Se do’ ad ogni fatto una probabilità, la probabilità complessiva del verificarsi di queste condizioni – che non si influenzano l’una con l’altra – è il prodotto delle probabilità: in questo caso si ottiene un numero piccolissimo, 1 su 200 miliardi, cioè la probabilità che questi fatti possano essere presenti contemporaneamente su uno stesso crocifisso è quasi zero. Se i crocifissi fossero stati più di duecento miliardi potrei dire che una probabilità potrebbe esservi, ma poiché sono stati molti meno, vuol dire che su nemmeno uno dei suppliziati può essere accaduta una cosa del genere: quando ne ho due che presentano caratteristiche simili – Gesù e l’uomo della Sindone – la probabilità che essi coincidano è altissima, quasi la certezza.
Come scienziato non è impaziente di conoscere la verità sulla Sindone?
Barberis: Uno scienziato deve avere pazienza, sapere che la scienza ha dei limiti e che dopo vent’anni di lavoro si può scoprire che la pista che si stava seguendo era sbagliata.
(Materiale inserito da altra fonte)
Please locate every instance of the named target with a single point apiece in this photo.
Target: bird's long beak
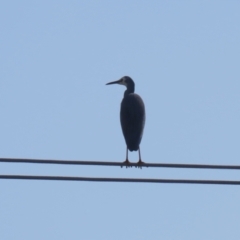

Se, d’altra parte, non si è in grado di conoscere tutto dei fenomeni chiaramente naturali, figuriamoci di un fenomeno che potrebbe essere soprannaturale! Bisogna andare avanti cercando di sapere quanto più possibile e raccogliendo tutte le informazioni ma lasciand
o che sia l’evoluzione naturale del sapere a guidare il futuro delle ricerche.